D'une manière générale, lorsqu'un enfant a passé les premières années de sa vie en Suisse et y a seulement commencé sa scolarité, il reste encore attaché dans une large mesure à son pays d'origine, par le biais de ses parents. Son intégration au milieu socioculturel suisse n'est alors pas si profonde et irréversible qu'un retour dans sa patrie constituerait un déracinement complet (arrêt du TAF C-636/2010 du 14 décembre 2010 consid. 5.4 et la référence citée). Avec la scolarisation, l'intégration au milieu suisse s'accentue. Dans cette perspective, il convient de tenir compte de l'âge de l'enfant lors de son arrivée en Suisse et au moment où se pose la question du retour, des efforts consentis, de la durée, du degré et de la réussite de la scolarité, de l'état d'avancement de la formation professionnelle, ainsi que de la possibilité de poursuivre ou d'exploiter, dans le pays d'origine, la scolarisation ou la formation professionnelle entamée en Suisse.
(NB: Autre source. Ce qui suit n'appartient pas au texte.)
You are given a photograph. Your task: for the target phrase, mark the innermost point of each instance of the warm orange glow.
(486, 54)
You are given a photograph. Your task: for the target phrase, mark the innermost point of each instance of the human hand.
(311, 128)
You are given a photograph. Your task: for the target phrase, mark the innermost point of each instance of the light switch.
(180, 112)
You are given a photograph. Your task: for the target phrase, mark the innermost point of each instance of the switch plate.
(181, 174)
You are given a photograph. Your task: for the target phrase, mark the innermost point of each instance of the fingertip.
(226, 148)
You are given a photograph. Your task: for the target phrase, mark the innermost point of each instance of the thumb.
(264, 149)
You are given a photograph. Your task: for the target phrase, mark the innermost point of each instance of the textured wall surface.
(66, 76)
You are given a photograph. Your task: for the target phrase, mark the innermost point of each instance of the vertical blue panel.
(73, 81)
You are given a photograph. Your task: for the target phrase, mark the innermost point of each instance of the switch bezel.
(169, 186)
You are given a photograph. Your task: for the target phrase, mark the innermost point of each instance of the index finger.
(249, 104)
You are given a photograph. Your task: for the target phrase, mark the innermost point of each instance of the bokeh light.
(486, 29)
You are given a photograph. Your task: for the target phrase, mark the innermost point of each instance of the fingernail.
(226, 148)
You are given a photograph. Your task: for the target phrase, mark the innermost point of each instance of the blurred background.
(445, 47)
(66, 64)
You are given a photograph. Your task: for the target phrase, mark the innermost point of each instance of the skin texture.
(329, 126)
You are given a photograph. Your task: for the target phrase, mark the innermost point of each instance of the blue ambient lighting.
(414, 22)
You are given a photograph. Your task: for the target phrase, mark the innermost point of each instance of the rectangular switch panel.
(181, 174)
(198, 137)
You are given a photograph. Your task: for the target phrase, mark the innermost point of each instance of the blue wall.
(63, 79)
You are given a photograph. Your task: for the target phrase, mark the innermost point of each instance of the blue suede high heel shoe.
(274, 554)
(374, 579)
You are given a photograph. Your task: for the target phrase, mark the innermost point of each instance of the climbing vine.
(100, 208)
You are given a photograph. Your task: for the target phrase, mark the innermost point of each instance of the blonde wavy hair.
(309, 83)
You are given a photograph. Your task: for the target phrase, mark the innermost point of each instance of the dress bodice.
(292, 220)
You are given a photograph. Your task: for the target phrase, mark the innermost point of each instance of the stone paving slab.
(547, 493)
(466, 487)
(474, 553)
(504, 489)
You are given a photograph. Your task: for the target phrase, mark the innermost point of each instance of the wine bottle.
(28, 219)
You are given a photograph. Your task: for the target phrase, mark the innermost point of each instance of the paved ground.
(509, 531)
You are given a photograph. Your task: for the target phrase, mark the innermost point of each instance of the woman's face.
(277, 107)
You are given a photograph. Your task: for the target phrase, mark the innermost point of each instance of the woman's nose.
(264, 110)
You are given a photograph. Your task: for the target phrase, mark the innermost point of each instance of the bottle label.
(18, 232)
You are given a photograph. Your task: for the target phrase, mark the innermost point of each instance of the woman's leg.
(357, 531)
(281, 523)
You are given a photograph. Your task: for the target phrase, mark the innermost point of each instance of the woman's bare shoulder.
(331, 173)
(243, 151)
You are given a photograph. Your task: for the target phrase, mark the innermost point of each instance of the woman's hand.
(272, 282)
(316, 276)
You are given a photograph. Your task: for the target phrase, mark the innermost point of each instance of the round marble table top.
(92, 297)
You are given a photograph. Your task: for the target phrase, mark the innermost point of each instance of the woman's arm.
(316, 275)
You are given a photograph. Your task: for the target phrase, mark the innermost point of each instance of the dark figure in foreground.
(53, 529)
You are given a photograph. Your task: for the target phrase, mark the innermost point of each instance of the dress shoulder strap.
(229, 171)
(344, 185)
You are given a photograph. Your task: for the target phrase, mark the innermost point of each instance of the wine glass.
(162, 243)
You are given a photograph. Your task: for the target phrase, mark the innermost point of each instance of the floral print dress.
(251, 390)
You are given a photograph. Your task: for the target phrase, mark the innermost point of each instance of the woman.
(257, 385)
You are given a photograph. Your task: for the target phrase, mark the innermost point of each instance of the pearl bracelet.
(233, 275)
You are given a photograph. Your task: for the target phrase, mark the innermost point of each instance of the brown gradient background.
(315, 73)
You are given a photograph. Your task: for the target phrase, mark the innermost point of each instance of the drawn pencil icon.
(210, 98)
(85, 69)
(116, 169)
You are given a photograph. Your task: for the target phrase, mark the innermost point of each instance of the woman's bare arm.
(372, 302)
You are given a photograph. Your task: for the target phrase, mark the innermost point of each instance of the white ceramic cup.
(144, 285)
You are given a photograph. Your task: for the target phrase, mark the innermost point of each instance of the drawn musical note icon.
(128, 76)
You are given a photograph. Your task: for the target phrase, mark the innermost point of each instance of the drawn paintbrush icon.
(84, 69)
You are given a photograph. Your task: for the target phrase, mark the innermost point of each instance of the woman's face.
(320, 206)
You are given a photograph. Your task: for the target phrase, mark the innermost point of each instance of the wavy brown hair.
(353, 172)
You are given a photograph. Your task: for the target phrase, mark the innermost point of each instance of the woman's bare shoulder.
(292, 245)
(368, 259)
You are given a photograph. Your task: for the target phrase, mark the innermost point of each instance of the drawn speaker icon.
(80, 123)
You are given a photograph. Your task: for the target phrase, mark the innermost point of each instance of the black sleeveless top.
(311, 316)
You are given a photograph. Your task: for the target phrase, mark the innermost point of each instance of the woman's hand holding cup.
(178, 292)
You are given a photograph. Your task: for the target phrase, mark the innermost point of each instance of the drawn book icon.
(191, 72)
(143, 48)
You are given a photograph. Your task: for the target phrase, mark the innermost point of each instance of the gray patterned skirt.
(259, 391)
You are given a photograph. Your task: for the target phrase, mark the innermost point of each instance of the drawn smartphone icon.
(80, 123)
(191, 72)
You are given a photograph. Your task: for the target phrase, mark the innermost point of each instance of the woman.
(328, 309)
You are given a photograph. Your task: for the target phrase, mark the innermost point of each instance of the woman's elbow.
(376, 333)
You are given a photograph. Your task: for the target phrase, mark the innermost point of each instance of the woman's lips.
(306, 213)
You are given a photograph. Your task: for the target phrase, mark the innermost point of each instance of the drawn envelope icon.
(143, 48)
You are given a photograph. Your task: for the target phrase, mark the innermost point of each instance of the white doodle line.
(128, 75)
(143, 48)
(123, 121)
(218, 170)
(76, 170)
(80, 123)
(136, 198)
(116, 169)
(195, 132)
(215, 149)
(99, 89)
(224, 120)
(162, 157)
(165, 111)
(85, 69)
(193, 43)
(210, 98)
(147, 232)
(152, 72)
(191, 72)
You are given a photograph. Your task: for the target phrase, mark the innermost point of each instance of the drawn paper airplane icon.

Un retour dans la patrie peut, en particulier, représenter une rigueur excessive pour des adolescents ayant suivi l'école durant plusieurs années et achevé leur scolarité avec de bons résultats. L'adolescence, une période comprise entre 12 et 16 ans, est en effet une période importante du développement personnel, scolaire et professionnel, entraînant souvent une intégration accrue dans un milieu déterminé (ATF 123 II 125 consid. 4b ; arrêt du Tribunal fédéral 2C_75/2011 du 6 avril 2011 consid. 3.4 ; ATA/203/2018 du 6 mars 2018 consid. 9a). Sous l'angle du cas de rigueur, il est considéré que cette pratique différenciée réalise la prise en compte de l'intérêt supérieur de l'enfant, telle qu'elle est prescrite par l'art. 3 al. 1 de la convention du 20 novembre 1989 relative aux droits de l'enfant (CDE - RS 0.107, entrée en vigueur pour la Suisse le 26 mars 1997 ; arrêts du Tribunal fédéral 2A.679/2006 du 9 février 2007 consid. 3 et 2A.43/2006 du 31 mai 2006 consid. 3.1 ; arrêt du Tribunal administratif fédéral C 3592/2010 du 8 octobre 2012 consid. 6.2 ; ATA/434/2020 du 31 avril 2020 consid. 10).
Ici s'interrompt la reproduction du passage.